The error you're getting looks to be due to currentPins being undefined rather than anything to do the channel value.

You started with "Then I call following". Is there some missing code that you run before this that could have affected the value of currentPins? Could there be an error occurring somewhere further up in your code that isn't being caught?
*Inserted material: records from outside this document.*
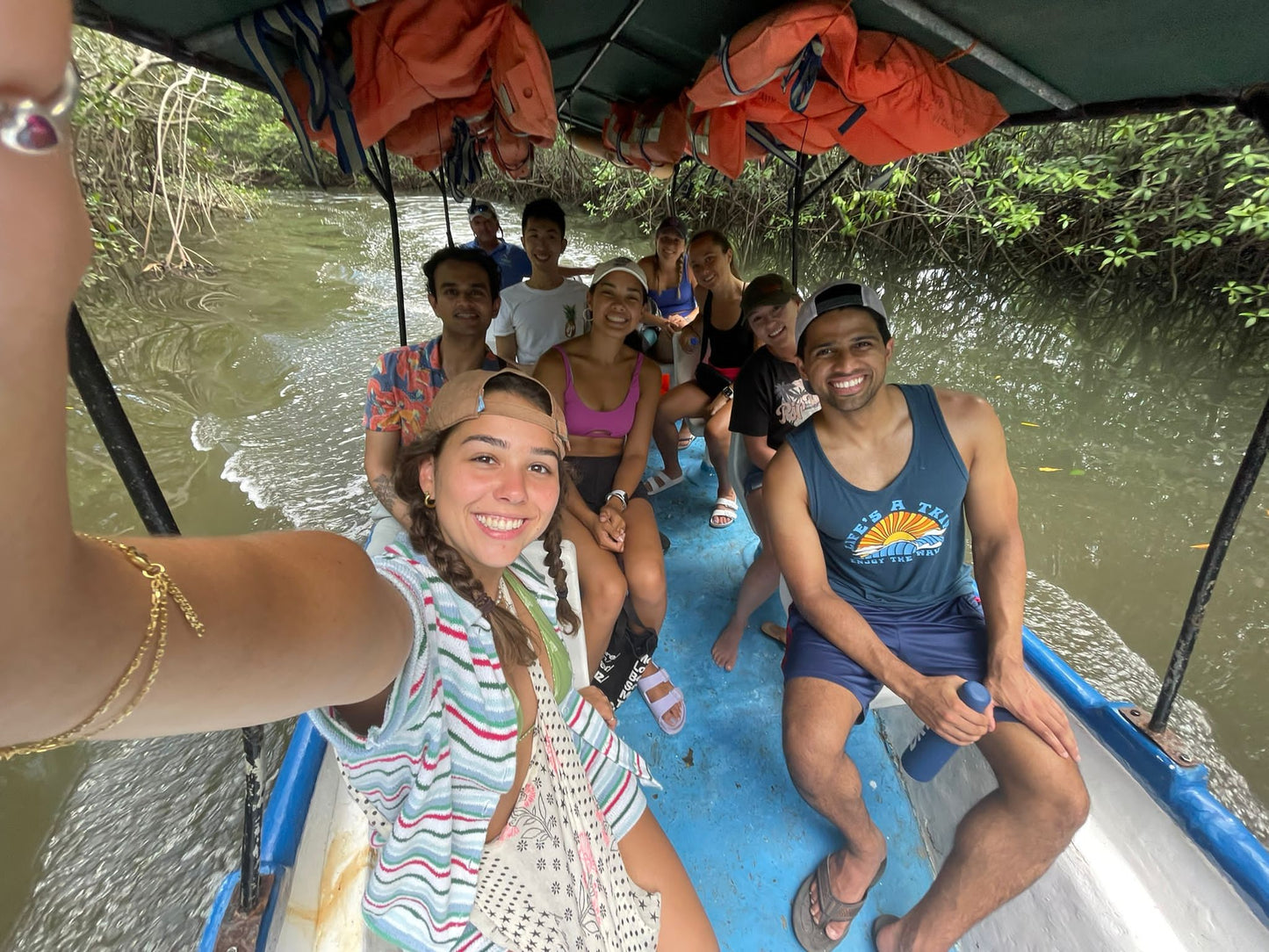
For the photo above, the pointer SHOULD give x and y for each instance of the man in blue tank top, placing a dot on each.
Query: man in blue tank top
(869, 505)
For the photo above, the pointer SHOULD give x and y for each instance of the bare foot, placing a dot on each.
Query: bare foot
(674, 716)
(849, 885)
(727, 645)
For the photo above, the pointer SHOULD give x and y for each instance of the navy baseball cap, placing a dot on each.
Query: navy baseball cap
(840, 293)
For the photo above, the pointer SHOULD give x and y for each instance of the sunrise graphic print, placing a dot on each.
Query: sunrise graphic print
(901, 533)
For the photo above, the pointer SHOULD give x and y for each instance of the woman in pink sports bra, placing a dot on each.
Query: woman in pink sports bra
(608, 516)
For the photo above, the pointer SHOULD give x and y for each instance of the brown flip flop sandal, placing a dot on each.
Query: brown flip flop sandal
(812, 935)
(775, 631)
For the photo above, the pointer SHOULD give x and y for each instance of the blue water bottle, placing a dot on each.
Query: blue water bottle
(928, 752)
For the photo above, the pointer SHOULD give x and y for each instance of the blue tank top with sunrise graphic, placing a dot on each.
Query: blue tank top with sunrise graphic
(903, 545)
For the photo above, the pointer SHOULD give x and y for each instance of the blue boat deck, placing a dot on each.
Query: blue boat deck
(745, 835)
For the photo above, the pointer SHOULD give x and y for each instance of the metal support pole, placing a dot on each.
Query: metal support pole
(103, 405)
(253, 818)
(796, 205)
(1221, 536)
(112, 424)
(826, 180)
(381, 178)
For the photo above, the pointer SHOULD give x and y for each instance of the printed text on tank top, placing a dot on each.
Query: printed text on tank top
(901, 544)
(725, 350)
(584, 421)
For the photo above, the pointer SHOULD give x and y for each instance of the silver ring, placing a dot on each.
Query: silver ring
(36, 128)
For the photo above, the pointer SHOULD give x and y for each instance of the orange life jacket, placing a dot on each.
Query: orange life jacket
(510, 153)
(522, 80)
(718, 139)
(419, 65)
(877, 96)
(758, 56)
(914, 103)
(429, 133)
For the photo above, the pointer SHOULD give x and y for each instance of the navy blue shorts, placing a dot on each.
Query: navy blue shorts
(949, 638)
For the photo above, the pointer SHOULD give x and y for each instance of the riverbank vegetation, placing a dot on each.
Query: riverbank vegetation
(1171, 208)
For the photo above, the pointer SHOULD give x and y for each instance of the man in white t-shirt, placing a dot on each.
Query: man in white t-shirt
(539, 313)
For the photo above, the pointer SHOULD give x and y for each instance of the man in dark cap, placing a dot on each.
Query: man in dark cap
(869, 507)
(510, 259)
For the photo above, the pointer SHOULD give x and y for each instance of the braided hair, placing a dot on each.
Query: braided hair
(510, 638)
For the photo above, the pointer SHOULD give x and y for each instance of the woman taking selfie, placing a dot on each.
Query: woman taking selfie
(256, 629)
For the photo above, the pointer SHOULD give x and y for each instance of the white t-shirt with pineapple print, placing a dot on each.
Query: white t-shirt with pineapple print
(541, 319)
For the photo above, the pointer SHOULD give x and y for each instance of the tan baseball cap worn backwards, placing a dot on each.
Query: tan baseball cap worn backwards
(464, 399)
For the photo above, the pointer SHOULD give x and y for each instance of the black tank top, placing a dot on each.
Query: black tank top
(726, 350)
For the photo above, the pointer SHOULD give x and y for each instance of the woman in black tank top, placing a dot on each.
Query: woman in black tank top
(726, 344)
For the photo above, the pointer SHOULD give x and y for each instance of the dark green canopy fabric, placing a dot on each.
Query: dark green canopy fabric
(1104, 56)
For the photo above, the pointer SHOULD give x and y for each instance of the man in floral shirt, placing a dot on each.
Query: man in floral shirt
(464, 292)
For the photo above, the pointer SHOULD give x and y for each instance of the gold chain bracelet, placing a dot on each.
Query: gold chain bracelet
(162, 588)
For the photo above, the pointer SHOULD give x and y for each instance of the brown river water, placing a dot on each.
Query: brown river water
(1124, 430)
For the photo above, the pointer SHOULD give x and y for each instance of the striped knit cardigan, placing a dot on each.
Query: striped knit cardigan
(444, 755)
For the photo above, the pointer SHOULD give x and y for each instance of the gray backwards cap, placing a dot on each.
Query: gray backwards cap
(840, 293)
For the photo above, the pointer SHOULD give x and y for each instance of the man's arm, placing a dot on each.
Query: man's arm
(381, 452)
(801, 560)
(1000, 567)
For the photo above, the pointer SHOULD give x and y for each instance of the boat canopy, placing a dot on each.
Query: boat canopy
(1044, 60)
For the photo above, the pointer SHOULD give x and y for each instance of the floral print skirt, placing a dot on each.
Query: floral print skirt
(553, 878)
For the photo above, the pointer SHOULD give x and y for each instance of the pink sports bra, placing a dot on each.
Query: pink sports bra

bellerofonte commented 6 years ago

Hi! This issue occurred after clean install of nodejs and all dependencies, inc. rpi-gpio.js This code:

const GPIO = require('rpi-gpio');
GPIO.setup(13, GPIO.DIR_LOW, err => { .... });

thrown error

TypeError: Cannot read property '13' of undefined
at getPinRpi (/opt/radiobox/node_modules/rpi-gpio/rpi-gpio.js:358:27)

The only change I have made was: 13 -> '13' and

const GPIO = require('rpi-gpio');
GPIO.setup('13', GPIO.DIR_LOW, err => { .... });

worked fine

bellerofonte commented 6 years ago

Just tried to revert changes. As you have expected,

const GPIO = require('rpi-gpio');
GPIO.setup(13, GPIO.DIR_LOW, err => { .... });

now works fine too. Magic...

Maybe issue appeared after clean install and has gone since reboot or smth else. Anyway, I cannot reproduce it anymore, so closing the issue. Thanks for your response!